You should have an account on your university’s HPC cluster:
Aalto: if you do not yet have access to Triton, request an account in advance.
Helsinki: Account notes at the bottom of this page
Tampere: your cluster will require ssh keys to connect.
Others: Aalto will provide you with a guest Triton account, check back for more information.
Participants are expected to have a SSH client installed (for options, see the Triton connecting tutorial for examples).
You should install Zoom. Hints on installation.
If you aren’t familiar with the Linux shell, read the crash course, watch the video, or watch the relevant preparatory video linked as part of the schedule.
Try to get connected to your cluster in advance. We have some time scheduled for this, but you need to also try in advance, or else we can’t keep up.
Aalto: connecting to Triton
Helsinki: general information
Tampere: Connecting to Narvi
Other preparation
How to attend this course:
Take this seriously. There is a lot of material and hands-on exercises. Don’t overbook your time, don’t skip hands-on parts, and come prepared.
Anyone may watch via Livestream, https://twitch.tv/coderefinery . Register anyway to get emails.
You will be given a Zoom link to join. Join each session 10 minutes early.
Join with a name of “(University) First Last”, e.g. “(Aalto) Richard Darst”. This will help us to put people into university-specific breakout rooms.

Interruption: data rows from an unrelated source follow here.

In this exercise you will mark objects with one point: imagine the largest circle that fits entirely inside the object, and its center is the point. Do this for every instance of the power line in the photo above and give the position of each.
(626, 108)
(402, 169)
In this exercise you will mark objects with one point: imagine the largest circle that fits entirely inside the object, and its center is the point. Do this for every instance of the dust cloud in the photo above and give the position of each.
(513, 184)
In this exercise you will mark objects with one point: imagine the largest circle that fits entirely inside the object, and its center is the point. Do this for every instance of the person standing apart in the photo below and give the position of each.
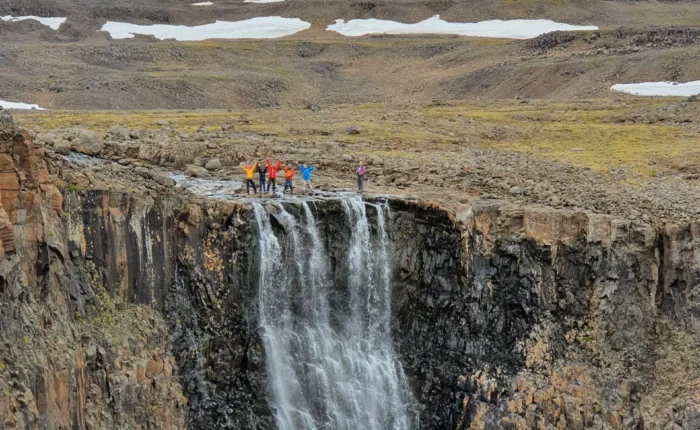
(360, 171)
(272, 175)
(248, 169)
(288, 177)
(306, 176)
(262, 174)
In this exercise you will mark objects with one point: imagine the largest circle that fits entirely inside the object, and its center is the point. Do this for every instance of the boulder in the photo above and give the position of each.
(7, 125)
(62, 146)
(87, 142)
(196, 171)
(517, 190)
(213, 164)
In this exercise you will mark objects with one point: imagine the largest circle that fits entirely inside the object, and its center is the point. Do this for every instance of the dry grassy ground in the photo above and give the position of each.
(636, 158)
(647, 137)
(78, 67)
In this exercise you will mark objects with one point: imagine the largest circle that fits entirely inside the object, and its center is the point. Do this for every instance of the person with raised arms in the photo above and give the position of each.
(306, 176)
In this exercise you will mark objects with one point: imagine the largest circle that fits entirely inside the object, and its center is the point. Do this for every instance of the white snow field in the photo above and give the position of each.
(268, 27)
(13, 105)
(54, 23)
(660, 88)
(513, 29)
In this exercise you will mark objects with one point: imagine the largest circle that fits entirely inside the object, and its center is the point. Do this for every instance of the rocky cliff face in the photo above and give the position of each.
(531, 318)
(83, 343)
(130, 310)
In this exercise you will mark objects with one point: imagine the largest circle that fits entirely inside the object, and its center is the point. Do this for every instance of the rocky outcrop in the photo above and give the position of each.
(139, 310)
(83, 343)
(513, 317)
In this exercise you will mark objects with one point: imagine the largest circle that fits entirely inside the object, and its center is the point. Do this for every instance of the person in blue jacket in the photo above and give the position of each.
(262, 172)
(306, 176)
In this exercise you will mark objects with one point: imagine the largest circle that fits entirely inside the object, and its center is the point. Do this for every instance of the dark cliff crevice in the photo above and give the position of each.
(120, 310)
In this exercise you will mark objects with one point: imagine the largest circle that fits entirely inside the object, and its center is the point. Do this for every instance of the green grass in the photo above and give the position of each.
(584, 134)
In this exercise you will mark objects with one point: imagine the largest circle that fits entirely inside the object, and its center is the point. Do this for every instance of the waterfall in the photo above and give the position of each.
(329, 368)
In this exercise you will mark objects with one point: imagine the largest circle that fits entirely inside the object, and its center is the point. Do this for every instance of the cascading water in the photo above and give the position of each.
(329, 368)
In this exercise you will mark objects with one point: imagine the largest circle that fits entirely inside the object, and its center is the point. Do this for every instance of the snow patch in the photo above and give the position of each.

There will be a <HackMD.io> document sent to all participants. This is for communication an asking questions. Read more about how this works here
Always write new questions or comments at the bottom of the document.
Moderators will follow the developments, and answer questions and comments. You may get several answers from different perspectives, even. Our focus is the bottom, but we will scan the whole document and keep it organized.
The final document (excluding personal data and questions about individual circumstances) will be published as the notes at the end.